1. ホイールベース延長による床下バッテリー容積と放熱設計の最適化
Model Y Lはホイールベースが約150mm延長されたことで、床下バッテリーパック内のモジュール配置に余裕が生まれました。セル間の熱拡散経路(サーマルマネジメント経路)が最適化され、連続高負荷走行時におけるセル温度の上昇が抑制された結果、内部抵抗による電力ロスが低減されています。
2. 第4世代SiC(炭化ケイ素)インバーターと低抵抗ステーターの採用
リア駆動ユニットに搭載された次世代SiCパワー半導体インバーターは、微細スイッチング損失を従来比で約15%削減しています。さらに、低速・巡航走行時にフロントモーターを電気的・機械的に完全に切り離す「トルクスリープ」の応答速度がミリ秒単位で高速化され、定速巡航時の引きずり損失が極小化されました。
3. 20インチ「Uberhelix」ホイールのエアロダイナミクス処理
今回装着された新設計の20インチ「Uberhelix」ホイールは、ホイールスポーク内部の乱流を車体外側へ整流するインテグレーテッド・エアロブレード構造を採用しています。車体後部のディフューザー形状の変更と相まって、車重増による転がり抵抗の増加をCd値(空気抵抗係数)の低減で相殺しています。
3列目空調の追加とヒートポンプ最適制御
3列シート車において電費悪化の大きな要因となるのが「キャビン容積の拡大」と「追加エアコン(後席空調)の消費電力」です。
テスラはModel Y Lにおいて、実績のあるオクトバルブ(Octovalve)を中心とするヒートポンプシステムに以下の改良を加えました。
- 座席センサー連動の局所空調(マイクロクライメート制御): 3列目に搭乗者がいない場合、後席への冷温風供給を物理バルブで自動遮断し、前席周辺のみを高効率に空調します。
- 廃熱回収効率の向上: ドライブユニットおよびバッテリーの冷却水から回収する熱量を緻密に計算し、暖房時のPTCヒーター稼働を極力排除しています。

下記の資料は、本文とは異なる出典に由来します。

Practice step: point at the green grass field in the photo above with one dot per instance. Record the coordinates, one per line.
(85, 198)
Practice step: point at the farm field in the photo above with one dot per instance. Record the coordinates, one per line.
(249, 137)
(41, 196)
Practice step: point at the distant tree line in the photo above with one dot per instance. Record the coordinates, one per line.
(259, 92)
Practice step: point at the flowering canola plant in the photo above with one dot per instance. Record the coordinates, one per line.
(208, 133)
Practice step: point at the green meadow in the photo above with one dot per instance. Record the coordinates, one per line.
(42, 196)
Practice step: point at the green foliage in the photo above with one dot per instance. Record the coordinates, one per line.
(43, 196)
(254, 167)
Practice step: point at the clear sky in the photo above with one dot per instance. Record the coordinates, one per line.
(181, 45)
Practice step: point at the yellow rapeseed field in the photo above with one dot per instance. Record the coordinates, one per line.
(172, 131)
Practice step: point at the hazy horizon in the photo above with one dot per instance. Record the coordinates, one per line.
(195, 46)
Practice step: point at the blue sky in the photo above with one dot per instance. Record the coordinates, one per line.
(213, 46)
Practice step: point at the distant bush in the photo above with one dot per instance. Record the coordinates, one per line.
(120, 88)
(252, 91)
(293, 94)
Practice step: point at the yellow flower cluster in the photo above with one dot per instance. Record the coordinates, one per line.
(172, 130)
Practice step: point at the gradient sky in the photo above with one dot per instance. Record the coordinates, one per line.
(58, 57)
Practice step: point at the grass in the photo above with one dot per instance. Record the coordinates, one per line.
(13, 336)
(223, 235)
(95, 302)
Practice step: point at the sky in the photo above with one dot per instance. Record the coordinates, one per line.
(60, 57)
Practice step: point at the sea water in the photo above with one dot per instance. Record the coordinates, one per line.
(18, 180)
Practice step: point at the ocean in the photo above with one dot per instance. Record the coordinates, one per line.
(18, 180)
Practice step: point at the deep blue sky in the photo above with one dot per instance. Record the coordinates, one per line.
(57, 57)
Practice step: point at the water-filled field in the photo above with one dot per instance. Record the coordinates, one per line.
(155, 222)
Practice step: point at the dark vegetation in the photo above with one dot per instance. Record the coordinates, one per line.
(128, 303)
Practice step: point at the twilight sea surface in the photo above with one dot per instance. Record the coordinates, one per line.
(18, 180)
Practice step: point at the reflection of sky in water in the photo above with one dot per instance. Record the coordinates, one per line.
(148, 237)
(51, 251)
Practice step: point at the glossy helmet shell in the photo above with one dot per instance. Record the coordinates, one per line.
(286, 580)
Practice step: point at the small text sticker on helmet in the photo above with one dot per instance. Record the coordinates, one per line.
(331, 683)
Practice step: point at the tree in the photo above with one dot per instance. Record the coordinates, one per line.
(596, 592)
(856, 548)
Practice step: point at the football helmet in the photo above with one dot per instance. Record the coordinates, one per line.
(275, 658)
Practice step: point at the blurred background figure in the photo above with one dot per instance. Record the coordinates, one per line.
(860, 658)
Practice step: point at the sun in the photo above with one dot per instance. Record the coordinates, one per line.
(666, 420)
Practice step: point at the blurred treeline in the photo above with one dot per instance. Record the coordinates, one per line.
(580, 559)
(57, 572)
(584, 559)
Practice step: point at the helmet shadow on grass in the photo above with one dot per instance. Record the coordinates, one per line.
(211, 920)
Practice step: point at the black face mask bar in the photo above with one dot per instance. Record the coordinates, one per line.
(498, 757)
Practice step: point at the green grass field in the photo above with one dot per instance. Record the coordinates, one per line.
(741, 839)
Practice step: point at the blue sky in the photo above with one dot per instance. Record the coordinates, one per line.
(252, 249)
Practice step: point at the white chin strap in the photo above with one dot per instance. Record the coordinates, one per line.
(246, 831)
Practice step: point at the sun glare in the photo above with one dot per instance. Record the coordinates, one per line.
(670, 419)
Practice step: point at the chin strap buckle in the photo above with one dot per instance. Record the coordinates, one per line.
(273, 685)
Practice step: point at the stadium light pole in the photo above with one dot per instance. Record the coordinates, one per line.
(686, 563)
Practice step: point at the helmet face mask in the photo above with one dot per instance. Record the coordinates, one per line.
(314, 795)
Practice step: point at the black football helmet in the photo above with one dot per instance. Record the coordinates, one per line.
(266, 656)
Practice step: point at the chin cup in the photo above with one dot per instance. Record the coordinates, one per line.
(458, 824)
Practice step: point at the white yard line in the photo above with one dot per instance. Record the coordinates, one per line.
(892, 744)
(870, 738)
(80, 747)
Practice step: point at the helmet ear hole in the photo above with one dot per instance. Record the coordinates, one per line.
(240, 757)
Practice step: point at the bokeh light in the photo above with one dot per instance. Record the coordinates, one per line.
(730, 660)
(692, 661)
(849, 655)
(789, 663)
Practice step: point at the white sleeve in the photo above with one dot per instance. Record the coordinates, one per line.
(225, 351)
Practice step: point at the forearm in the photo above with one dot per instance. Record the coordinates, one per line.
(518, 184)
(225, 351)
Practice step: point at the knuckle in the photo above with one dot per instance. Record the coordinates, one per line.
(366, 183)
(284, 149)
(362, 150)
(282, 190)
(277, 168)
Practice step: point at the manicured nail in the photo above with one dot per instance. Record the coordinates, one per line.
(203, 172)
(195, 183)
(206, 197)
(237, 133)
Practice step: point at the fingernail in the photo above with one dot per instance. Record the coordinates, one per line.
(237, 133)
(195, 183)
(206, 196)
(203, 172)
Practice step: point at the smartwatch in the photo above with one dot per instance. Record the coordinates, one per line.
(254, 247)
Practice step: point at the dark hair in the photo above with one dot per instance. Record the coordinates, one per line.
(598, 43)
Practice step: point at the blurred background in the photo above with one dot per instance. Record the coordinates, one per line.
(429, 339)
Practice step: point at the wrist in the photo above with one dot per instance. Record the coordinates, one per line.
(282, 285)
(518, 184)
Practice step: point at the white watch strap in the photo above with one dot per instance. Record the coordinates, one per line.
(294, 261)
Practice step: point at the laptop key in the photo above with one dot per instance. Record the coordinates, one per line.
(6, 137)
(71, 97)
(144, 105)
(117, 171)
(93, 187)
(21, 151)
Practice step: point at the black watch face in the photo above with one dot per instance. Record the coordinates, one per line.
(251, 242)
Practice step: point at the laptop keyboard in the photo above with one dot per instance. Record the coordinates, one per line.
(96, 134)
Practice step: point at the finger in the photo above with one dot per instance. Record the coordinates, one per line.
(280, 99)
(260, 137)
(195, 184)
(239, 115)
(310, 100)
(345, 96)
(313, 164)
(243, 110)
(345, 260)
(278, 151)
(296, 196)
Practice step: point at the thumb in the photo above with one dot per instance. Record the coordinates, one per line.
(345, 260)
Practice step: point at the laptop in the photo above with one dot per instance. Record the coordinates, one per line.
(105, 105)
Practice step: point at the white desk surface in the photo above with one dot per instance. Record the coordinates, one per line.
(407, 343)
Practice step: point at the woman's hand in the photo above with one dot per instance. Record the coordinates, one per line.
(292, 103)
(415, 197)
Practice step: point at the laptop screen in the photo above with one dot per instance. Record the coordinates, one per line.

今回のEdmundsテスト中もエアコンを標準設定(72°F/約22°C)で常時稼働させていましたが、システム全体の省電力化が航続距離の伸長に寄与しました。
ファミリー層にとっての購入判断ポイント
日本を含む各国のファミリー層にとって、3列シートEVは「多人数乗車時の実用性」と「長距離移動時の充電頻度」が最大の選定基準となります。
1. 高速長距離ドライブでの安心感
カタログ値320マイルに対し実走行で358マイル(約576km)を走破できる性能は、実質的に東京〜大阪間(約500km)を無充電または短時間の1回休憩のみで走り切れる実用性を意味します。
2. 大径ホイール装着時の電費妥協が不要
通常、大径ホイールを選択すると10〜15%程度の航続距離低下を許容する必要がありますが、Model Y Lでは20インチ標準装着のままでも十分な航続距離が担保されています。
3. 荷物満載時でも維持される高効率
今回のテストはドライバー単独乗車ベースですが、基礎的なパワートレイン効率が高いため、乗員や荷物が増えた過酷な条件下でも急激な電費悪化が起こりにくい設計となっています。
まとめ:車格拡大を効率向上に変えたテスラ工学の到達点
Model Y Lが達成した「公称値+11.8%」という実走記録は、単にバッテリーを大型化して航続距離を伸ばす従来の手法とは一線を画しています。
車格延長によって得られた構造的メリットを熱管理や空力に転換し、最新世代のSiCインバーターと連携させることで、重量増や大径ホイールのデメリットを完全に相殺しました。実用的な3列シートEVを求めるユーザーにとって、航続性能への不安を払拭する極めて説得力のある実証データといえます。